Evaluation of Lattice Radiotherapy Feasibility on Elekta Versahd and Varian Ethos Platforms
Abstract
Purpose
Lattice radiotherapy (LRT) is a spatially fractionated radiation therapy technique in which high‑dose vertices are delivered within a gross tumor volume while maintaining lower‑dose valley regions. The technique requires reliable dose modulation and clinically practical delivery. This study evaluates the feasibility of planning and delivering lattice radiotherapy on the Elekta VersaHD and Varian Ethos platforms using a common treatment planning system.
Methods
Four patients previously treated with VMAT were retrospectively selected. For each patient, three lattice radiotherapy plans were generated in Eclipse (Varian Medical Systems), resulting in twelve plans total. Plans included Ethos 6 MV flattening‑filter‑free (6FFF), VersaHD 6 MV (6X), and VersaHD 6 MV FFF beam models. All plans were prescribed 15 Gy delivered in a single fraction. Lattice boost structures consisted of 1 cm diameter spherical vertices arranged in a three‑dimensional hexagonal pattern with 3 cm center‑to‑center spacing. Only full spheres entirely contained within the gross tumor volume were included, and lattice geometry was identical across all plans.
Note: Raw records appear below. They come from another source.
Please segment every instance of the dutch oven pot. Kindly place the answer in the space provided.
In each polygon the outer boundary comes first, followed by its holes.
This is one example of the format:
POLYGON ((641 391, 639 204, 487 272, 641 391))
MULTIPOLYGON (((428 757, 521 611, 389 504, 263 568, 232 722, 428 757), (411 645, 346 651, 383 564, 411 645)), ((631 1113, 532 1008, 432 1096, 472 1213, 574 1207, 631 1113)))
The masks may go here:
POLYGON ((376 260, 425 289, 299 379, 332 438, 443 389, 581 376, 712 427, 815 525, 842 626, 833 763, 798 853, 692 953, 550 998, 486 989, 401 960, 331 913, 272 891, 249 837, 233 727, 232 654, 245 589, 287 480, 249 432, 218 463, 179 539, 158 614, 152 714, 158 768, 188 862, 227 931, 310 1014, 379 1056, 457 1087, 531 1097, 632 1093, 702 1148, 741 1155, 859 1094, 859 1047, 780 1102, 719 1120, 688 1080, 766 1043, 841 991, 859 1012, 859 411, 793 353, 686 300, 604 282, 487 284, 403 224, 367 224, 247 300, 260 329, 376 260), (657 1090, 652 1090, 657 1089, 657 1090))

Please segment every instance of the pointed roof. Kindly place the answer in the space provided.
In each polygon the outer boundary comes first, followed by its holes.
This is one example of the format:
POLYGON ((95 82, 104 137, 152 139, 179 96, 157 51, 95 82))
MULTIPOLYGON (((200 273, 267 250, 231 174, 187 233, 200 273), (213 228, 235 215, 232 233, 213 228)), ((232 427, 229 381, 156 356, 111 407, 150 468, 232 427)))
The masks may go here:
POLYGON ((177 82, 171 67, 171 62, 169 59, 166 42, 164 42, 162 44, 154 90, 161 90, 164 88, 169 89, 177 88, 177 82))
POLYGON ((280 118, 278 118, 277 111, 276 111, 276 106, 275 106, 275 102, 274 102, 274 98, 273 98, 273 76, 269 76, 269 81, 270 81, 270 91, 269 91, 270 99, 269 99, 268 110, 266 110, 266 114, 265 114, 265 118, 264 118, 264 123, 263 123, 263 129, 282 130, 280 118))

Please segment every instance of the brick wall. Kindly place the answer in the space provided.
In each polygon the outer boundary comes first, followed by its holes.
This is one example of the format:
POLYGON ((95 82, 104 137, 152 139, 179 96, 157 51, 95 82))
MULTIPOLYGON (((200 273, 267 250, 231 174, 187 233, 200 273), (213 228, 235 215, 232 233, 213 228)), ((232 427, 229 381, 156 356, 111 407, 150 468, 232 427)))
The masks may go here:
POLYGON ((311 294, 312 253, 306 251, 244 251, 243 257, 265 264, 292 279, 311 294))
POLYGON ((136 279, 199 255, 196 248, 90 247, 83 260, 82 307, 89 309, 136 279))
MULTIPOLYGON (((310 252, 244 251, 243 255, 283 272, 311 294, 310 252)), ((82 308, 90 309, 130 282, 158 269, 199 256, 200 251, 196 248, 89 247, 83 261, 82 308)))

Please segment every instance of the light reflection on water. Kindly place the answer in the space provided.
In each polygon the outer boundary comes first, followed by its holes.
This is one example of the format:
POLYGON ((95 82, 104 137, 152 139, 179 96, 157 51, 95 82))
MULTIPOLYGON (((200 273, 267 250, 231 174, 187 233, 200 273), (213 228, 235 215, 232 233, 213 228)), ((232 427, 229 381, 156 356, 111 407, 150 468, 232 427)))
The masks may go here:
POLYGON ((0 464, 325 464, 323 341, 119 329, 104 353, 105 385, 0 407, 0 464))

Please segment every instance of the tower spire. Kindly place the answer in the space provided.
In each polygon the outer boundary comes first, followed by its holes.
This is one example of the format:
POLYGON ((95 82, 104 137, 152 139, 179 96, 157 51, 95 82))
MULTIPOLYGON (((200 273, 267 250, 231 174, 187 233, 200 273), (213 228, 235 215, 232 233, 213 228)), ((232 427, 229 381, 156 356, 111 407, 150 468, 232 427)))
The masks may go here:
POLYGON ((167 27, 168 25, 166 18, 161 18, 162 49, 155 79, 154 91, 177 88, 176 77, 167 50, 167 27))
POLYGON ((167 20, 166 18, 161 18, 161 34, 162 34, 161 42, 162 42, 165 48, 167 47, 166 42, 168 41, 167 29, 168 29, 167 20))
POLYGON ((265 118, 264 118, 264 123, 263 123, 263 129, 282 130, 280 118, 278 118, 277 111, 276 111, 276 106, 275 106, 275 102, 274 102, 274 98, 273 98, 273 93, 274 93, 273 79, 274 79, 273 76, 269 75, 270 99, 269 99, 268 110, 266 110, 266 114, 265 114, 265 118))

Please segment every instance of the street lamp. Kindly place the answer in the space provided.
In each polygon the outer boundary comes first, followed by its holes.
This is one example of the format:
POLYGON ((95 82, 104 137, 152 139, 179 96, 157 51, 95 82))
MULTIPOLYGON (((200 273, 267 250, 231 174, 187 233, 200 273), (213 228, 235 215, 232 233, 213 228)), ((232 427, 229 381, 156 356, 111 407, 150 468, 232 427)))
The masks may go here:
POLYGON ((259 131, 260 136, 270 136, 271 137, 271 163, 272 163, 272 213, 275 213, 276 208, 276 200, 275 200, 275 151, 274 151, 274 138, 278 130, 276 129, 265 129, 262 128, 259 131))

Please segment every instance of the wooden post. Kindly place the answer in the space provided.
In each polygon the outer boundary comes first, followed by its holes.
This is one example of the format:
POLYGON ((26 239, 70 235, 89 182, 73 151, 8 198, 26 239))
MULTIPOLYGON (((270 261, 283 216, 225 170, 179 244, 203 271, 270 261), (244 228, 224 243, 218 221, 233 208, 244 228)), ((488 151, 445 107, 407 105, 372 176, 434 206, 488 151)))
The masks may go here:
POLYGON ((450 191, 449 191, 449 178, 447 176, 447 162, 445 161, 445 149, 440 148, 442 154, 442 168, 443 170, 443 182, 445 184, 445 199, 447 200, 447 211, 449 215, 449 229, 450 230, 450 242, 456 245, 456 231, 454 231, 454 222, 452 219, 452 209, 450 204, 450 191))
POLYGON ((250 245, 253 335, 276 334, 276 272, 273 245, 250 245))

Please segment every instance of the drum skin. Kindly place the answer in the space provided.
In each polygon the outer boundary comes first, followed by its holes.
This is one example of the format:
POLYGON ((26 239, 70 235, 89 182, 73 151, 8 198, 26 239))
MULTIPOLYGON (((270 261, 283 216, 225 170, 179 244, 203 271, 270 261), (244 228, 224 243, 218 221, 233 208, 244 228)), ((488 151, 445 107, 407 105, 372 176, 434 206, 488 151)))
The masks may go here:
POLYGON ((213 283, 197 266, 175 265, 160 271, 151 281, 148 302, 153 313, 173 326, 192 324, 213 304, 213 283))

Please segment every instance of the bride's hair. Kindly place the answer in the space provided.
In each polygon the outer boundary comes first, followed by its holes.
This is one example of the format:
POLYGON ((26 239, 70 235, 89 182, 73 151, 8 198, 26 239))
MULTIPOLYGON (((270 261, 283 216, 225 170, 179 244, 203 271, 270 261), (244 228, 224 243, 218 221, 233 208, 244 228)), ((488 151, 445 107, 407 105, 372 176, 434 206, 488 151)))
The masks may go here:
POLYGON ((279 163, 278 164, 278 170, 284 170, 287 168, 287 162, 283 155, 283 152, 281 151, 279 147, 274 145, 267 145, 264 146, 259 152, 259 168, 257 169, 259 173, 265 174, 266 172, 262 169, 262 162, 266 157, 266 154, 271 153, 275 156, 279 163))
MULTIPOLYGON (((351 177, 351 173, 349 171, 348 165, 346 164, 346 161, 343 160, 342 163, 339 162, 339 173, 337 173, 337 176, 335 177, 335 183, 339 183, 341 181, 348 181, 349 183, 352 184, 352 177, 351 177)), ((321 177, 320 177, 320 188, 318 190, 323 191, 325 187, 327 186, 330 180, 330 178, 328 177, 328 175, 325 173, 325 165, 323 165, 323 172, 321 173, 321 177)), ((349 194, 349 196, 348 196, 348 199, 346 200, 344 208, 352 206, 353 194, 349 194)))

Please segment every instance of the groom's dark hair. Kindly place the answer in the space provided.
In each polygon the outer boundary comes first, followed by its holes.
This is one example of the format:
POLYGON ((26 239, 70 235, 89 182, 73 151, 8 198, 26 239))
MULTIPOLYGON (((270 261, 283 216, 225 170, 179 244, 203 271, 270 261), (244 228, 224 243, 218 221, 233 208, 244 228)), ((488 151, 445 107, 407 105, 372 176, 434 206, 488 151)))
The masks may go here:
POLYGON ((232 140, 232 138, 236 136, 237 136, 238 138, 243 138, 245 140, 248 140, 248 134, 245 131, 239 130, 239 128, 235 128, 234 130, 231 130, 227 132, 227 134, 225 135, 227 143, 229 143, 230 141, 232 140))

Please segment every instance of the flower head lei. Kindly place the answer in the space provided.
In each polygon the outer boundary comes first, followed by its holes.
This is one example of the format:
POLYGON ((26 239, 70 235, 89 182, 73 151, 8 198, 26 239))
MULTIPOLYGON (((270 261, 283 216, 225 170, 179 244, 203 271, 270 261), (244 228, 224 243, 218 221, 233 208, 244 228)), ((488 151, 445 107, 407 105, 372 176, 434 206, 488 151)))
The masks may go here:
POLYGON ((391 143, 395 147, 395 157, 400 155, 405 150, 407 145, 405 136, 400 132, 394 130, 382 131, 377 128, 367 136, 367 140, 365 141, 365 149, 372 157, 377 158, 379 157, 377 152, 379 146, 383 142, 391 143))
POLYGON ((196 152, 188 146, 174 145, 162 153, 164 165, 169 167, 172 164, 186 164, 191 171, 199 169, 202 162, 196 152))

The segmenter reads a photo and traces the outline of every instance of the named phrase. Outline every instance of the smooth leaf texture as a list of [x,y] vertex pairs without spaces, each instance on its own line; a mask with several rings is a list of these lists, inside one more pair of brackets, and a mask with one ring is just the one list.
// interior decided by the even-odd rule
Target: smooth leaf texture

Each plan used four full coplanar VMAT arcs with collimator angles of 0°, 30°, 90°, and 330°. Optimization objectives targeted vertex maximum doses between 125% and 150% of prescription and a peak‑to‑valley ratio (PVR) below 0.4. Plans were evaluated based on achieved PVR, vertex dose escalation, and monitor units.
Results
All plans met predefined lattice objectives. Achieved PVR values ranged from 0.2 to 0.4, with vertex maximum doses within the intended range. VersaHD plans required up to 40% fewer monitor units than Ethos 6FFF plans while maintaining comparable lattice dose distributions.
Conclusion
Lattice radiotherapy prescribed to 15 Gy in a single fraction can be planned in Eclipse and delivered on both the Elekta VersaHD and Varian Ethos using standard VMAT techniques. Both systems produced consistent lattice geometry and acceptable spatial dose modulation, supporting their clinical feasibility for lattice radiotherapy.